Ned and the older boys have been at Grandpa George’s 100th birthday celebration in Walla Walla for the past several days. I know being there was so rejuvenating for Ned. Walla Walla has always been so restful for my man, and he was able to connect with cousins and family at length: that has left him feeling more like himself. He even played volleyball at Pioneer Park under giant sycamore trees for upwards of four hours. All the while, I kept myself rooted in Greenwood, prepared to start graduate school at the end of next week and looked to create an inner calm to guide me gently into this new space in all of our lives. At least, that’s my prayer. I will continue pursing my Masters of Counseling degree, so if you need me to do a little practice on you, I’m sure we could diagnose each other as utterly human. But, that’s only where we’d start.
I walked around Greenlake with a friend the other day. She started talking about her life and then began retracting her thoughts, “You have so much going on. I feel badly talking about things in my life that seem minor.” In fact, they weren’t minor. I don’t find anything that someone shares as being trivial. It’s a gift to me. Ned having cancer doesn’t negate other pain, it perhaps bridges the divide, and lets others know that we know heartache. We all do. And perhaps, instead of closing up, instead of the cancer providing an opportunity for people to back away and hide, it could launch us into honesty with one another. I think Ned’s cancer has left some people not knowing what to say, and I imagine if it gets really bad and Ned dies, some people will move away from us because it will bring up enormous feelings of helplessness. But, I can tell you something: we are not uncomfortable. This is our new normal. This is our life and we love each other. Perhaps this is the gift we have been given: to know that pain is an overwhelming, beckoning doorway towards life. It requires so much. Too much, it feels, sometimes.

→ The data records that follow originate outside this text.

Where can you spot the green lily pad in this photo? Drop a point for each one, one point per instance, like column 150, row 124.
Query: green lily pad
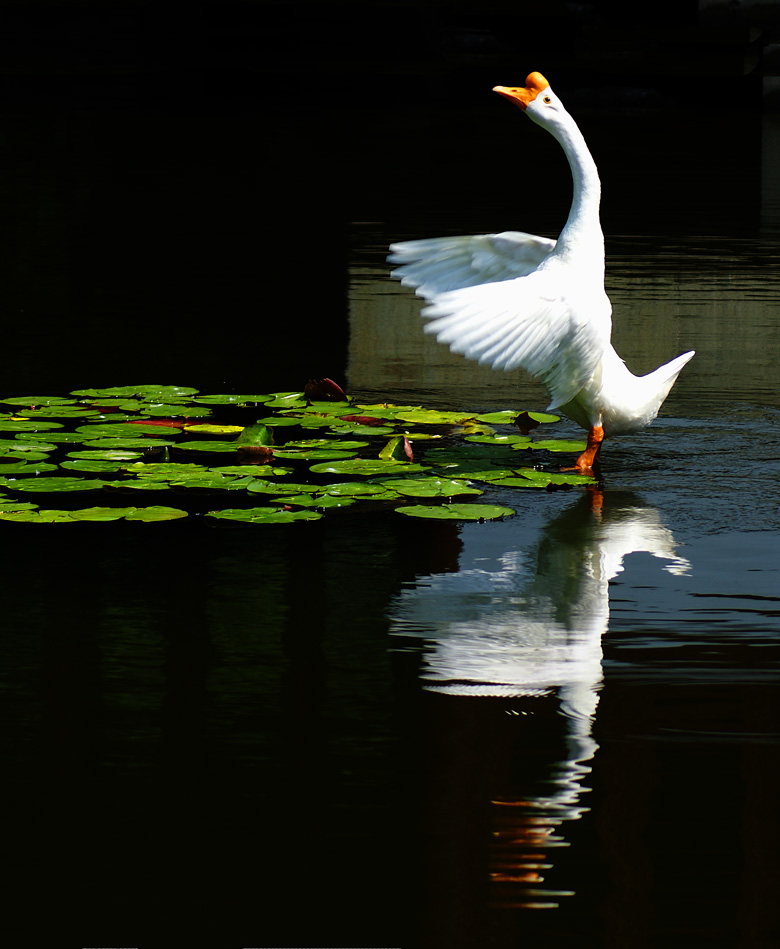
column 264, row 515
column 137, row 484
column 362, row 489
column 164, row 471
column 121, row 429
column 37, row 517
column 282, row 487
column 28, row 425
column 366, row 466
column 156, row 513
column 30, row 401
column 433, row 417
column 429, row 487
column 508, row 441
column 217, row 445
column 457, row 512
column 257, row 434
column 254, row 471
column 351, row 428
column 313, row 454
column 286, row 400
column 92, row 467
column 315, row 501
column 111, row 454
column 558, row 444
column 232, row 399
column 149, row 392
column 47, row 485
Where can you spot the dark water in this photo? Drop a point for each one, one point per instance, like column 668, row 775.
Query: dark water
column 295, row 736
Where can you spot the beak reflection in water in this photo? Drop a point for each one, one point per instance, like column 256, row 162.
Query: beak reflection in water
column 527, row 623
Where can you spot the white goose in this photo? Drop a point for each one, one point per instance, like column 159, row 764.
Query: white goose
column 516, row 300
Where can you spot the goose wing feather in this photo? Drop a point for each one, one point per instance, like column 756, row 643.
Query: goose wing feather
column 527, row 322
column 442, row 264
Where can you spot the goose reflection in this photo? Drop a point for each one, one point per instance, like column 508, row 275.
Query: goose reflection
column 528, row 622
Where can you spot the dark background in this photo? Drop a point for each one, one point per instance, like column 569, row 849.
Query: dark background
column 178, row 181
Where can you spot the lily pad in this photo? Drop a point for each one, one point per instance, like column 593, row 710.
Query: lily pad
column 264, row 515
column 31, row 401
column 558, row 444
column 37, row 517
column 25, row 468
column 457, row 512
column 149, row 392
column 282, row 487
column 156, row 513
column 429, row 487
column 366, row 466
column 232, row 399
column 214, row 446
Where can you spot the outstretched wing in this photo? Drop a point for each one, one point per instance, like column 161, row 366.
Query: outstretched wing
column 528, row 322
column 450, row 263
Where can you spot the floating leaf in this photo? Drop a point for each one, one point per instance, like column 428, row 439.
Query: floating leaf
column 101, row 513
column 124, row 429
column 215, row 445
column 264, row 515
column 37, row 517
column 232, row 399
column 315, row 501
column 210, row 428
column 498, row 418
column 280, row 487
column 510, row 441
column 558, row 444
column 322, row 390
column 156, row 513
column 312, row 455
column 110, row 454
column 398, row 448
column 255, row 471
column 31, row 401
column 457, row 512
column 433, row 417
column 25, row 468
column 149, row 392
column 357, row 489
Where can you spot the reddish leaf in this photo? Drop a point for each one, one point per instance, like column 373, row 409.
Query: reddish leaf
column 363, row 419
column 525, row 423
column 163, row 423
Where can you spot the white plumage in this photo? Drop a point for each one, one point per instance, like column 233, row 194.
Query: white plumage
column 515, row 300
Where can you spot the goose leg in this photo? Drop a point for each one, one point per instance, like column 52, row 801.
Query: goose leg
column 588, row 458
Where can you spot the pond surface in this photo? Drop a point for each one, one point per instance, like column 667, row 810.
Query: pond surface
column 373, row 731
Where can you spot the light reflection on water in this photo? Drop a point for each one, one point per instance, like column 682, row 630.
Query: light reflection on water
column 526, row 622
column 678, row 665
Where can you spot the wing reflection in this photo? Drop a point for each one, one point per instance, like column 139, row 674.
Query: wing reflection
column 528, row 622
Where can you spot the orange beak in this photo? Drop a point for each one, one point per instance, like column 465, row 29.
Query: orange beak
column 522, row 96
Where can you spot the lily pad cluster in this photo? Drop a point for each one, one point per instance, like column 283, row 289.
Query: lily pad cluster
column 153, row 453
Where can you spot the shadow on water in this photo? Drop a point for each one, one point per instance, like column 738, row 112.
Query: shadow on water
column 373, row 731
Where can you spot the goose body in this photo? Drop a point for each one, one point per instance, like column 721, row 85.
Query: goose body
column 514, row 300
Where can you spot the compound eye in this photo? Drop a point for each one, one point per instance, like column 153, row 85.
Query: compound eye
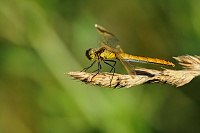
column 90, row 54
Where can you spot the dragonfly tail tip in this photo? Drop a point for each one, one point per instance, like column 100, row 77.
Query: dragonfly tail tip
column 96, row 25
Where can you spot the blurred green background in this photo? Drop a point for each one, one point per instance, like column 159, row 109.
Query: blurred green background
column 40, row 40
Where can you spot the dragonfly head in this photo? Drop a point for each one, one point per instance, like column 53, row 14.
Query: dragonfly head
column 90, row 53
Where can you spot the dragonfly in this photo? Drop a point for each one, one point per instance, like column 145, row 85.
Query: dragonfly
column 111, row 50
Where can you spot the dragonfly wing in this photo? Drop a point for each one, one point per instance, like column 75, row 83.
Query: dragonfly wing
column 128, row 66
column 107, row 37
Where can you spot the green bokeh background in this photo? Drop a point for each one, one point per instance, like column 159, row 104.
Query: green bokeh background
column 40, row 40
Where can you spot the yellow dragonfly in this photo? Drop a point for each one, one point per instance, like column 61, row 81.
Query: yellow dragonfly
column 110, row 50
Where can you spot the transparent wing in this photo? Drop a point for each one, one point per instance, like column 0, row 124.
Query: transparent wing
column 128, row 66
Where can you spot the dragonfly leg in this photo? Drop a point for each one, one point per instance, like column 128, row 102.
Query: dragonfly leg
column 113, row 68
column 99, row 68
column 85, row 69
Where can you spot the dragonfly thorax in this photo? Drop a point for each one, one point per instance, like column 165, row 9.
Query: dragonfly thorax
column 90, row 54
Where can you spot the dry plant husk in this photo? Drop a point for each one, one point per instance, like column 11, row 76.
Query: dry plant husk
column 191, row 65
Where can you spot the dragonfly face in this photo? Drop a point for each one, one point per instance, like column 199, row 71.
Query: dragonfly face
column 90, row 54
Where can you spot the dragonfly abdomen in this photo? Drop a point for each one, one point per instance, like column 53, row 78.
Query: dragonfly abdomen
column 133, row 58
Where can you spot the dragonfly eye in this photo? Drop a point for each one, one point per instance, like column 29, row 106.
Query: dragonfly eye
column 90, row 54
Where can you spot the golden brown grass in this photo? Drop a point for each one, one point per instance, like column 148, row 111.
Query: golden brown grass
column 191, row 65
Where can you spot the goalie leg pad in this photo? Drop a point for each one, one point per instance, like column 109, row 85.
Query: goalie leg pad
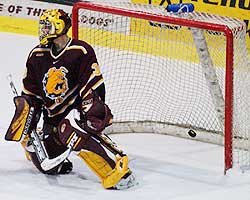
column 96, row 163
column 79, row 140
column 114, row 177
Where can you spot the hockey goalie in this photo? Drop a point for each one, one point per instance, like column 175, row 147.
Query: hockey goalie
column 63, row 83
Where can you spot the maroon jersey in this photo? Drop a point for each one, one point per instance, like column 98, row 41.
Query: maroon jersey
column 59, row 81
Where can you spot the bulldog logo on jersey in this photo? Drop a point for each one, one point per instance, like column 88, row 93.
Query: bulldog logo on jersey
column 55, row 83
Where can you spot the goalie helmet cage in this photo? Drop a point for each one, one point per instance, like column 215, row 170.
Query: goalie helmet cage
column 168, row 73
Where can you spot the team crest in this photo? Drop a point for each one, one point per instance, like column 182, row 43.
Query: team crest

But, what I’m banking on is that it’ll be worth it. Wise people have spoken of pain before. Ned isn’t the first young man to become ill, to fight cancer, and to have a modified radical neck dissection. Others have done this thing well, suffered well, become more open, more honest, and more in-touch individuals because of it. They have loved profoundly and their voices are our companions in knowing which way to go. Ned loves to feast on Rumi’s words and Mary Oliver’s poems have been my filet mignon lately. So I am stretching to stay open to what comes (mentally, emotionally, spiritually, and physically) and remembering that while I was in labor with River, the mantra that came from my mouth during the most consuming, fiercest part of labor, was “Open. Open. Open.” And then I relaxed into it, and let it come.